It's easy really. Games, unlike your precious everyday application software, are designed with some important factors in mind: Number One is to sell as many copies as possible and Number Two (snigger) is to make the game as fun to play as possible. A big chunk of both of these objectives is to ensure that the game uses the hardware/software setup that most of the target audience have, and to be as optimised as possible for that platform to allow a smooth (and therefore fun, not to mention media friendly) engine. Basically, you're not going to recoup your costs in selling Linux or Mac boxed copies of a game, as a game has a huge production and promotional cost and a fruitfly-like premium shelflife. Activision are dedicated to supporting Linux in as many of their future releases as possible.

Seeing as DirectX supports even piece-of-shit old Ati cards and provides APIs for just about every element of the system that the average punter will need, it is a much safer bet for all but the most graphically out-there games.
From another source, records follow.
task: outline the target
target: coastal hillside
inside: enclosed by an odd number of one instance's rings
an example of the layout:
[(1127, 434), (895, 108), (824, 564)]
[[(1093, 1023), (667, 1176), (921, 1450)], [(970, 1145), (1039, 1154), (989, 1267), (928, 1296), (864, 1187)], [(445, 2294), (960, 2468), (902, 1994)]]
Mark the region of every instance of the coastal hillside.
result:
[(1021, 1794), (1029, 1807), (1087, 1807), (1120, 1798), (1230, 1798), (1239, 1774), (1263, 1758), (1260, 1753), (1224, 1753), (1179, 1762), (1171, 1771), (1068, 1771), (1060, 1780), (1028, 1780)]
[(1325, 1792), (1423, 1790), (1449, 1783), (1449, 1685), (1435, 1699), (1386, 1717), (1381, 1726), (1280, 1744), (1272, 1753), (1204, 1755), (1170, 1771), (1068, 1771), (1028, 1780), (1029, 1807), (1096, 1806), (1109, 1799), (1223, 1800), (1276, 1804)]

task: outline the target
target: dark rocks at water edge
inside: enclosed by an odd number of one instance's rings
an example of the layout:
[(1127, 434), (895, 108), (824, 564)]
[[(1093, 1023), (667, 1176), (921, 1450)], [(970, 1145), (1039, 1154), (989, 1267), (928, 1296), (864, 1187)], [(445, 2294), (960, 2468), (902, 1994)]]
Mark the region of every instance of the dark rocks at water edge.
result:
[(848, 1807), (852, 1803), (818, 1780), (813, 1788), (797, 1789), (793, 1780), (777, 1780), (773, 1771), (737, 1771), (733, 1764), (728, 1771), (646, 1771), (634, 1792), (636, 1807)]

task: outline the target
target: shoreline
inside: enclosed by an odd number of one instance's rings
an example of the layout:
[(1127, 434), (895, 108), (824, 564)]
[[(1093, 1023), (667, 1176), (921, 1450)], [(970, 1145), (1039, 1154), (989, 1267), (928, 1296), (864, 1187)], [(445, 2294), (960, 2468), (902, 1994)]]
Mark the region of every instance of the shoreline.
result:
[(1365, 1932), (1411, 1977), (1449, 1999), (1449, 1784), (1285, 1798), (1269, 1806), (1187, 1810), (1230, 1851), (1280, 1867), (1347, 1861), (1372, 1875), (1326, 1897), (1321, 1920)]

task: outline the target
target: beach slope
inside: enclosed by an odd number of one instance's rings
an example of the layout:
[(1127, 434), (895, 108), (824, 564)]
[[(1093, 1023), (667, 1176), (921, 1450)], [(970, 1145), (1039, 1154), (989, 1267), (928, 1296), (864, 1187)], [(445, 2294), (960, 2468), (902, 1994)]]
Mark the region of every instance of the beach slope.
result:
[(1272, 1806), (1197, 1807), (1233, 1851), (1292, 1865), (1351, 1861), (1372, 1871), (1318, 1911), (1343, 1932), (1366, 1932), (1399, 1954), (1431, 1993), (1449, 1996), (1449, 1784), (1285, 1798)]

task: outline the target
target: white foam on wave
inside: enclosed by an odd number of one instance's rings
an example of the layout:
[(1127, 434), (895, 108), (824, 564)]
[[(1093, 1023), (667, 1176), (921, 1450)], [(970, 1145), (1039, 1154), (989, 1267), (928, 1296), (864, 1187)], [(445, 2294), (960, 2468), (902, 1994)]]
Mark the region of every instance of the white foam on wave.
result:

Portability is way, way down the list of priorities. A large part of game design is tailoring the design specifically for the target system (which is why there are so few successful ports to and from console to PC - development cost is simply not the issue).

And a final point is that brute-force porting keeps a lot of code monkeys in work over the long winter months, and is nearly always done by a third party, so why the hell should developers worry about it? I'm not saying that this is all an inviolable natural order of things, it's just the way the industry presently works. Anyway, portability isn't necessarily perfect, just look at the Infocom ZMachine or LucasArts SCUMM -- many mutually-semicompatible versions and reams of quirks that even now are only being figured out.

Gee, we games people are so dumb sometimes! Thanks for pointing that out.